In his class, Agon is one of the few to have chosen his political camp. One day when his history teacher, Bram Gilles, opened his class by asking the students if they knew which party they were going to vote for, in the class, you could almost hear the pins dropping. “Hey, come on, voting is mandatory, it’s not an option,” insisted Mr. Gilles. Sighs in the classroom.

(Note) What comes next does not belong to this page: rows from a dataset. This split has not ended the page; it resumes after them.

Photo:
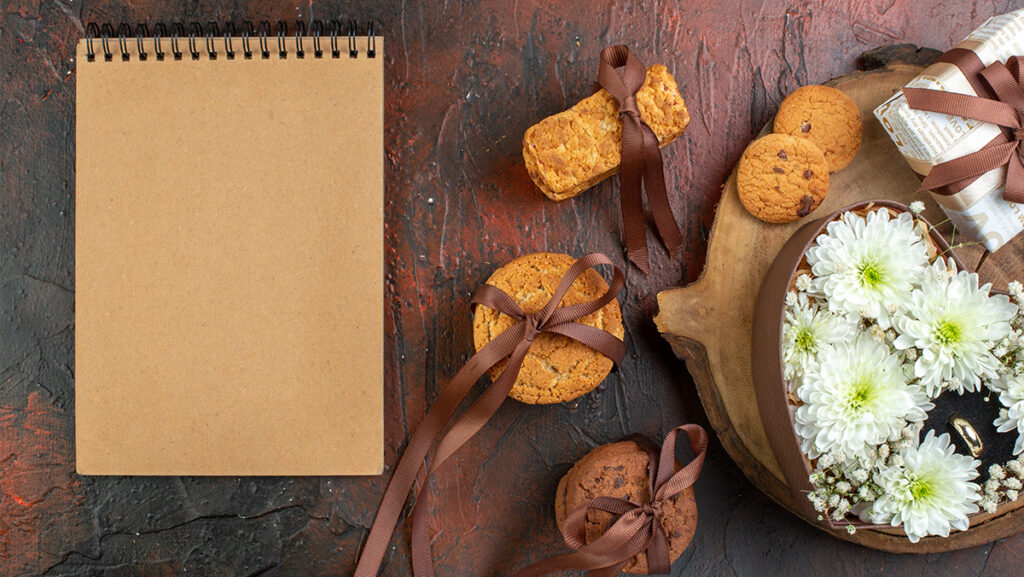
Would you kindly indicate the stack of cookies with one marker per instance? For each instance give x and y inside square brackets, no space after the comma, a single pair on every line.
[783,176]
[557,369]
[620,470]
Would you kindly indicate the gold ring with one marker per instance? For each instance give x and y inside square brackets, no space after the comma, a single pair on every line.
[968,434]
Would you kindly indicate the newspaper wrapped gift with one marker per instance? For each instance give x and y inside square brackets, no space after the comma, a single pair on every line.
[928,138]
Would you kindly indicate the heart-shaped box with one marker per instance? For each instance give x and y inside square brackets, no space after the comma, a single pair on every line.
[766,351]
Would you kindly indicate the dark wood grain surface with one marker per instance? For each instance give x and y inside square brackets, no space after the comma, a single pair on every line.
[464,81]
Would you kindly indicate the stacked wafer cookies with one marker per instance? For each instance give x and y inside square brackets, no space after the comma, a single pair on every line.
[571,151]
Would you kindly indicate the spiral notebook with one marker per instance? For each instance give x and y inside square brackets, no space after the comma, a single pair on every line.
[229,251]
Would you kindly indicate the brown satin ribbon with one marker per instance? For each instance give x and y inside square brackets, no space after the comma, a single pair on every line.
[512,344]
[1005,109]
[639,527]
[641,166]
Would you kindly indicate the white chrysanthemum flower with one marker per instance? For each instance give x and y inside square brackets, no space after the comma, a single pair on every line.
[931,493]
[954,323]
[1011,390]
[867,266]
[803,283]
[805,330]
[856,397]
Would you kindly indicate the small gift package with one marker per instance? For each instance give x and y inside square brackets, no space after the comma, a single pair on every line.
[964,147]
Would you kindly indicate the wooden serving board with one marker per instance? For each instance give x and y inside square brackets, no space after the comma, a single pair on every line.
[709,323]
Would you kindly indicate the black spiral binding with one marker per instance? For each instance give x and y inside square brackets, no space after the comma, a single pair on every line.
[197,34]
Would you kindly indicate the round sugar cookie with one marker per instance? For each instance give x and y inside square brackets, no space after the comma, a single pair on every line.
[781,178]
[556,368]
[826,117]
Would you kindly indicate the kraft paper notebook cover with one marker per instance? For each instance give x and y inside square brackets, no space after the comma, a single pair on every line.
[228,256]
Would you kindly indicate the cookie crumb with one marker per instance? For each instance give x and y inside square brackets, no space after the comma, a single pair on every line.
[806,204]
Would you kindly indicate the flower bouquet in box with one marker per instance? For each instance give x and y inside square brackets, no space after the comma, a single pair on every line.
[876,357]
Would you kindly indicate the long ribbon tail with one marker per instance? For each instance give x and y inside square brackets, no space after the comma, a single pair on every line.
[657,194]
[631,194]
[609,552]
[411,461]
[513,343]
[460,433]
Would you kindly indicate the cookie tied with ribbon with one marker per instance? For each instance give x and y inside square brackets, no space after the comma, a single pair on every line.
[576,302]
[1000,101]
[617,129]
[631,507]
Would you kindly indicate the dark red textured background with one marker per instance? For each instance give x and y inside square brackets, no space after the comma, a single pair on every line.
[464,81]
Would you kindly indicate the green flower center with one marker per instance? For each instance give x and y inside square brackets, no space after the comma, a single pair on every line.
[869,273]
[947,332]
[921,490]
[805,341]
[859,396]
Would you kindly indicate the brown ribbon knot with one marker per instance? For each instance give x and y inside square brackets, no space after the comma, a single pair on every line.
[639,526]
[512,344]
[1006,109]
[640,166]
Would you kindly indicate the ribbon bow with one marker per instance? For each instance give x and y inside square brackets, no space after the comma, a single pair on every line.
[639,526]
[512,344]
[1005,110]
[640,166]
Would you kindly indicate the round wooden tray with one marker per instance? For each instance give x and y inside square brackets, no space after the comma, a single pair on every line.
[709,323]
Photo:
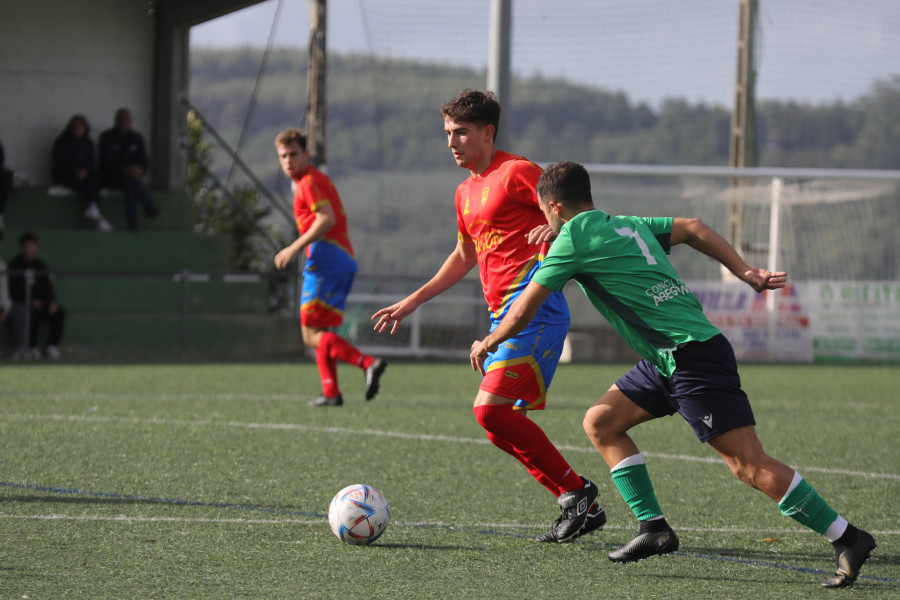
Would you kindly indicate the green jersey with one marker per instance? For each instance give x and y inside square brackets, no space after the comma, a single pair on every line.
[621,263]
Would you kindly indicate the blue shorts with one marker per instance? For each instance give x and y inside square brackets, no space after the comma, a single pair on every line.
[323,296]
[705,389]
[523,366]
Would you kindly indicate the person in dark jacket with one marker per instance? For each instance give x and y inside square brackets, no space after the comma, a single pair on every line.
[74,166]
[123,163]
[33,302]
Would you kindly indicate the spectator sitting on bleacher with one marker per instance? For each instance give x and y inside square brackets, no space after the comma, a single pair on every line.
[123,162]
[9,179]
[74,166]
[34,287]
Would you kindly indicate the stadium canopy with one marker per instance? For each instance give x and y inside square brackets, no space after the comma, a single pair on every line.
[91,57]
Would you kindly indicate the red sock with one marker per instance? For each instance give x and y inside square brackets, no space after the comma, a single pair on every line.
[342,350]
[508,448]
[532,445]
[327,370]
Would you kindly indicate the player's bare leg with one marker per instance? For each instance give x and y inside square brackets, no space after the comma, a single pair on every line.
[607,423]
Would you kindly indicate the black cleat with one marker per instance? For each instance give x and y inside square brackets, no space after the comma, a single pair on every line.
[646,545]
[851,560]
[595,521]
[574,507]
[373,376]
[327,401]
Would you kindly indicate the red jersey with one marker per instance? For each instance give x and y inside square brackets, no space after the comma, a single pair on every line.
[495,211]
[313,190]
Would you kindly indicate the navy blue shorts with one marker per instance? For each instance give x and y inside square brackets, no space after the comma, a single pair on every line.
[705,389]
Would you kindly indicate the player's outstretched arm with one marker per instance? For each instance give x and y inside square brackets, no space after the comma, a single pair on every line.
[699,236]
[460,262]
[324,221]
[541,234]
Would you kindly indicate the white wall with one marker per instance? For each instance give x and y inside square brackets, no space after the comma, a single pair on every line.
[61,57]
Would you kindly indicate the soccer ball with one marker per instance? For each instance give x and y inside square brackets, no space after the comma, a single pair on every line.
[358,514]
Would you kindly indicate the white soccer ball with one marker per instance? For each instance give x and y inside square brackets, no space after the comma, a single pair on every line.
[358,514]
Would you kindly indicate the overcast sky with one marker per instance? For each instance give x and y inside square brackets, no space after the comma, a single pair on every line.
[809,50]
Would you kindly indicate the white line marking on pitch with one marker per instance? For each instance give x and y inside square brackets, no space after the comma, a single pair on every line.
[317,522]
[400,434]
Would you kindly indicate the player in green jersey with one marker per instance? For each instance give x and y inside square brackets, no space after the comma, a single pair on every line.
[688,366]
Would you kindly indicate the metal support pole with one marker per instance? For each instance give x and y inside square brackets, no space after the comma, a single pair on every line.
[316,84]
[499,54]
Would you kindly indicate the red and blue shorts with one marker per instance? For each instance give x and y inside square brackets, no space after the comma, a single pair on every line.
[523,366]
[323,296]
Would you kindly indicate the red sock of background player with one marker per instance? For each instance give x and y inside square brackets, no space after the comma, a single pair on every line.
[530,442]
[342,350]
[508,448]
[327,369]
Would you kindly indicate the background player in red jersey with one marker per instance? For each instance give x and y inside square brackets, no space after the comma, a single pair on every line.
[328,272]
[496,210]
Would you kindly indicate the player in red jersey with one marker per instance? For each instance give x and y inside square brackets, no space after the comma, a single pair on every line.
[328,271]
[500,227]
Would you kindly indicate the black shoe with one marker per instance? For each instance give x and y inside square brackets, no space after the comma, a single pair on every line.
[596,519]
[851,560]
[373,376]
[574,507]
[327,401]
[646,545]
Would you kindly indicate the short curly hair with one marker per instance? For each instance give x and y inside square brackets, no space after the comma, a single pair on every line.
[472,106]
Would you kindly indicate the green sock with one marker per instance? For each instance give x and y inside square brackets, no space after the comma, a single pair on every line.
[807,507]
[636,488]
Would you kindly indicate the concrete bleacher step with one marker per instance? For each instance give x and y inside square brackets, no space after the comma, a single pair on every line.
[162,294]
[142,337]
[125,293]
[43,208]
[126,251]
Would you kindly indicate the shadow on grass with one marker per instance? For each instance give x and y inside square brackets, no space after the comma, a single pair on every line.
[114,500]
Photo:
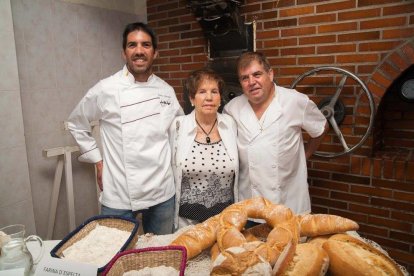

On June 9, 16-17 year olds will also have to vote in the European Parliament elections. That day, more than 800,000 aged 16 to 22 will go to the polls for the first time. Even if the first-time voters do not incur sanctions if they do not appear at the polling station on D-day, the Constitutional Court recently ruled that, like their elders, they have the obligation to vote.

A decision which fuels electoral fever in schools. Sports halls are transformed into arenas, “political forums” are set up in canteens, where the political world struggles to win the votes of young people. At the Zavo school in Zaventem, which Agon attends, the history teacher, Mr. Gilles, began giving lessons in political current affairs. Using proposals from various electoral tests (on their sites, most media outlets offer series of questions that allow voters to know which party best corresponds to their own ideas), Mr. Gilles tries to help the boys – the only girl in the class is absent – ​​finding her way on the political spectrum.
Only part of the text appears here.